Questions that inspire me:

What makes a brain “flexible”?

My interest in flexible neural coding was nurtured through early lab experiences as an undergraduate where I studied how social isolation alters the behavior of ants. With even brief social isolation, this very social creature rapidly changed how it responded to once familiar nestmates: from cooperation to aggression. Their brains hadn’t grown more neurons, but suddenly they had shifted into a new mode of action purely based on a change to their physiological state. I realized then that brains were not merely static bundles of nerves but dynamic integrators of experience.

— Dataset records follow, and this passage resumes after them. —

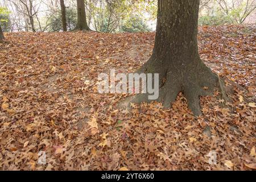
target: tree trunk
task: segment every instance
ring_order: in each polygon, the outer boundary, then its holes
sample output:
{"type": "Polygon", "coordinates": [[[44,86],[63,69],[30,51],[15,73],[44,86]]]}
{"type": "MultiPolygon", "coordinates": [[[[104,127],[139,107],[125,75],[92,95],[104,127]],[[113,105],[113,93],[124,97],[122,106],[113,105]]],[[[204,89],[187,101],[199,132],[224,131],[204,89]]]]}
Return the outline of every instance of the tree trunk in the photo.
{"type": "Polygon", "coordinates": [[[60,7],[61,9],[62,27],[64,32],[67,31],[66,7],[64,0],[60,0],[60,7]]]}
{"type": "Polygon", "coordinates": [[[2,42],[5,39],[5,37],[3,36],[3,31],[2,31],[1,26],[0,25],[0,42],[2,42]]]}
{"type": "MultiPolygon", "coordinates": [[[[199,96],[222,88],[218,76],[201,60],[197,47],[200,0],[158,0],[158,22],[153,53],[138,71],[159,74],[159,97],[168,107],[182,92],[195,115],[201,114],[199,96]]],[[[139,94],[134,103],[149,102],[139,94]]]]}
{"type": "Polygon", "coordinates": [[[80,30],[90,31],[86,22],[86,15],[84,0],[77,0],[77,29],[80,30]]]}

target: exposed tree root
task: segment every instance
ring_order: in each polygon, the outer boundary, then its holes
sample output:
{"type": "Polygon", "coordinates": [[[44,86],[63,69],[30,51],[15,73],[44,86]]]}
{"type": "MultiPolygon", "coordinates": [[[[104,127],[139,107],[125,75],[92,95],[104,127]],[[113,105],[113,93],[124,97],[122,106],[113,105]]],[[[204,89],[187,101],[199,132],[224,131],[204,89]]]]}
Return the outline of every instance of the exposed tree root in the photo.
{"type": "MultiPolygon", "coordinates": [[[[212,95],[215,88],[218,89],[225,101],[229,101],[224,82],[204,64],[199,63],[197,65],[184,68],[180,72],[181,69],[175,67],[163,71],[162,68],[158,68],[148,61],[137,73],[152,73],[151,68],[154,68],[154,73],[159,73],[160,82],[159,96],[156,101],[162,102],[164,107],[168,108],[181,92],[187,99],[189,108],[195,115],[198,116],[202,114],[200,97],[212,95]]],[[[138,94],[130,102],[140,104],[152,101],[148,100],[148,94],[138,94]]]]}

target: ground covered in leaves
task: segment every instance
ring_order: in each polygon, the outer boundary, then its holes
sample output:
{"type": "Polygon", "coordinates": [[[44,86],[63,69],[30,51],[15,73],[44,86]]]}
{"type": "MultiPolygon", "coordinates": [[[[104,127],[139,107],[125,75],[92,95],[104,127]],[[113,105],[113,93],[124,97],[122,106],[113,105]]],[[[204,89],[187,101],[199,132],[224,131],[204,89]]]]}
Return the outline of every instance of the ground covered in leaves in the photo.
{"type": "Polygon", "coordinates": [[[152,33],[11,33],[0,44],[0,169],[201,170],[256,168],[255,26],[199,28],[203,60],[232,85],[224,107],[201,98],[194,117],[180,94],[118,107],[100,94],[110,68],[132,72],[150,57],[152,33]],[[45,152],[46,163],[38,163],[45,152]]]}

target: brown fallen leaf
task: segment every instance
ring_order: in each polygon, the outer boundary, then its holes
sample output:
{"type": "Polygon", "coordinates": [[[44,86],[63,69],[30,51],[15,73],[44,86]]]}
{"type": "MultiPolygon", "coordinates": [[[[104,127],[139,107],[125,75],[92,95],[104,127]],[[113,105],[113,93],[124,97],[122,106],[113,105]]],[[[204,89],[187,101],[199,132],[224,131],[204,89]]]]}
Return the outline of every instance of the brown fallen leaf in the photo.
{"type": "Polygon", "coordinates": [[[246,163],[245,163],[245,166],[246,166],[247,167],[249,167],[249,168],[256,169],[256,163],[247,164],[246,163]]]}

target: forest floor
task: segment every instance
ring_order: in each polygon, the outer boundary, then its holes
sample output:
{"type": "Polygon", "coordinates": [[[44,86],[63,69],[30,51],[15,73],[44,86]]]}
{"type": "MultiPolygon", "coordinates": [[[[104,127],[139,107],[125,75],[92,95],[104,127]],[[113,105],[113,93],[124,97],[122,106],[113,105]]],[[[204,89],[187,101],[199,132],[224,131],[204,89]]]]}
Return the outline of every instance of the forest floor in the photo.
{"type": "Polygon", "coordinates": [[[118,107],[127,95],[98,93],[98,73],[147,60],[154,32],[5,35],[0,169],[256,168],[255,26],[199,27],[202,60],[234,90],[228,107],[217,92],[201,97],[198,118],[181,94],[168,110],[153,102],[128,111],[118,107]]]}

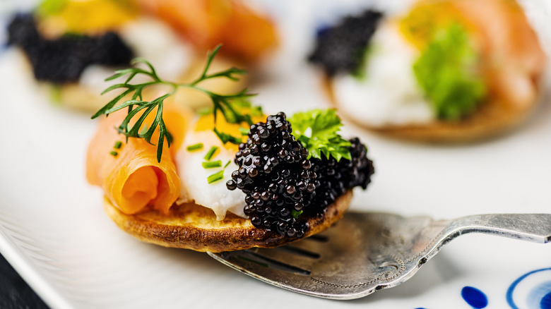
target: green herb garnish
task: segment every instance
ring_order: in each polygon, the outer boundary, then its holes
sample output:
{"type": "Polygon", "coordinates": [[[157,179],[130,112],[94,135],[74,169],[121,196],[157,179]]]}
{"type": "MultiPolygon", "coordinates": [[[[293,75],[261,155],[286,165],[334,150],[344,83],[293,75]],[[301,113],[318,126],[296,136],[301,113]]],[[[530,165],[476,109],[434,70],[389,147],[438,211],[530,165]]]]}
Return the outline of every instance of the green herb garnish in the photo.
{"type": "MultiPolygon", "coordinates": [[[[109,115],[109,114],[117,111],[119,109],[128,107],[128,114],[126,115],[126,117],[124,119],[124,120],[123,120],[120,126],[119,126],[117,130],[120,133],[124,134],[126,137],[127,140],[128,138],[143,138],[146,140],[146,141],[152,145],[155,144],[151,143],[151,138],[153,135],[153,133],[155,132],[157,127],[158,126],[159,138],[157,142],[158,162],[160,162],[161,154],[162,153],[162,146],[165,143],[165,140],[166,140],[167,144],[169,147],[170,147],[170,143],[172,140],[172,138],[167,130],[166,126],[165,125],[165,121],[162,119],[163,104],[165,99],[171,95],[173,95],[176,92],[177,90],[179,87],[192,88],[208,95],[213,102],[213,112],[214,113],[215,121],[216,121],[216,115],[218,111],[220,111],[220,113],[224,116],[224,118],[228,122],[232,123],[246,122],[249,126],[251,125],[252,121],[251,120],[251,116],[249,115],[243,115],[239,113],[232,106],[230,102],[234,99],[247,102],[248,98],[254,95],[247,93],[247,89],[244,89],[239,92],[231,95],[220,95],[199,86],[199,84],[201,82],[212,78],[226,78],[232,80],[237,80],[239,78],[237,77],[237,75],[244,75],[246,73],[246,71],[238,69],[237,68],[230,68],[227,70],[214,73],[207,73],[208,71],[208,68],[211,67],[213,59],[214,59],[215,56],[216,56],[216,54],[218,54],[220,47],[221,45],[218,45],[216,47],[216,48],[214,49],[213,51],[207,54],[206,64],[205,65],[205,68],[203,68],[201,75],[195,80],[189,83],[177,83],[164,80],[157,75],[157,73],[155,72],[153,66],[146,60],[141,58],[136,58],[134,59],[132,61],[133,65],[143,63],[146,65],[147,68],[143,69],[134,67],[124,70],[117,70],[115,71],[115,73],[113,75],[106,78],[106,81],[109,81],[122,76],[126,76],[126,79],[124,83],[113,85],[104,90],[102,94],[109,92],[116,89],[124,90],[124,91],[117,95],[114,99],[112,99],[99,111],[97,111],[97,112],[92,116],[92,119],[93,119],[104,114],[109,115]],[[138,75],[146,75],[149,77],[151,80],[142,83],[131,83],[132,79],[138,75]],[[161,95],[159,97],[153,99],[151,101],[144,101],[142,97],[142,93],[143,92],[143,90],[148,87],[160,85],[170,86],[172,87],[172,91],[161,95]],[[126,100],[124,102],[117,105],[117,103],[119,103],[124,97],[131,95],[131,99],[126,100]],[[155,114],[155,119],[153,123],[150,124],[150,126],[146,132],[140,133],[140,128],[146,121],[146,119],[153,111],[155,110],[155,109],[156,112],[155,114]],[[140,112],[141,112],[141,114],[139,114],[140,112]],[[134,124],[131,126],[130,121],[134,119],[134,117],[136,117],[137,119],[136,120],[134,124]]],[[[218,135],[219,137],[220,136],[219,134],[217,135],[218,135]]],[[[237,138],[226,138],[225,143],[228,141],[231,143],[237,143],[237,138]]]]}
{"type": "Polygon", "coordinates": [[[218,181],[219,180],[222,180],[223,178],[224,178],[224,170],[223,169],[222,171],[214,173],[213,174],[207,177],[207,181],[208,182],[208,184],[211,184],[213,182],[218,181]]]}
{"type": "Polygon", "coordinates": [[[187,151],[194,151],[194,150],[199,150],[200,149],[203,149],[203,143],[198,143],[196,144],[190,145],[187,147],[186,147],[187,151]]]}
{"type": "Polygon", "coordinates": [[[222,161],[207,161],[206,162],[201,163],[203,167],[205,169],[212,169],[214,167],[222,167],[222,161]]]}
{"type": "Polygon", "coordinates": [[[225,144],[226,143],[228,142],[235,145],[239,145],[241,143],[241,138],[236,138],[235,136],[233,136],[231,134],[227,134],[227,133],[225,133],[224,132],[220,132],[216,128],[214,128],[213,129],[213,131],[214,131],[214,133],[216,134],[216,136],[218,137],[220,140],[221,140],[223,144],[225,144]]]}
{"type": "Polygon", "coordinates": [[[321,159],[322,154],[337,161],[351,159],[350,143],[338,133],[343,123],[335,109],[312,109],[295,114],[287,120],[291,123],[295,138],[308,150],[308,159],[321,159]]]}
{"type": "Polygon", "coordinates": [[[413,64],[415,78],[437,116],[458,120],[472,113],[486,94],[479,56],[458,23],[436,31],[413,64]]]}
{"type": "Polygon", "coordinates": [[[214,154],[214,152],[218,150],[218,147],[216,146],[213,146],[211,147],[211,149],[208,150],[208,152],[206,154],[205,154],[204,159],[207,161],[210,161],[211,159],[212,159],[213,155],[214,154]]]}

Inspired by my time with the ants, I pursued a PhD to study how physiological state changes altered neural activity. My graduate work highlights how neuromodulation, a cellular process which alters the intrinsic properties of neurons and the synaptic strength between circuit partners, alters olfactory coding based on physiological state. Competing behavioral needs arising on a continuum (e.g. the need to eat and sleep), and these state changes are often mediated by the release of neuromodulators. As a Ph.D. student I found that neuromodulators released from different neurons anatomically converge on olfactory neurons but physiologically diverge to alter their activity in distinct ways. This physiological divergence creates unique neural signatures for each state change, allowing networks to coordinate shifts in coding along alongside overlapping behavioral needs.

How does context change neural circuit and network function?

Recent advances have allowed us to create a ‘roadmap’ of all the connections between neurons in the fly brain. Leveraging this connectivity data, we can identify all the synaptic partners to and from neurons of interest and make predictions about physiological function. Enhancing this known connectivity map, we can then ask, how does context change information routing between neurons and circuits? My postdoctoral work demonstrates that odors are dynamically encoded across time, where the experience of one odor suppresses (or enhances) responses to subsequent odors. This, and my work on neuromodulation, highlight the importance of understanding circuit dynamics beyond a static snapshot of connectivity.

How I answer those questions:

  • I use immunohistochemistry, neural tracing, and connectomic analysis to understand the fine-scale anatomical properties of neurons and the synaptic connections between them.

  • Using in vivo electrophysiological techniques (whole-cell patch clamp electrophysiology), and 2-photon optical imaging of voltage and calcium, I study the physiological properties of both individual neurons and populations of neurons.

  • Drosophila has an unparalleled toolbox of genetic tools to manipulate receptors, neurotransmitters/modulators, and signalling cascades with single-neuron specificity. I leverage these tools to understand the cellular and molecular basis of flexible neural processing. Using highly spatially specific optogenetic manipulation, I interrogate the physiological relationship between identified synaptic partners in vivo.

  • Drosophila may be small, but they have an impressive olfactory behavioral repetoire. Using classic fly-on-a ball behavior, and T-maze choice assays, I will assess how perturbations to specific neurons and pathways disrupt olfactory acuity, the ability of the flies to detect and respond to odors.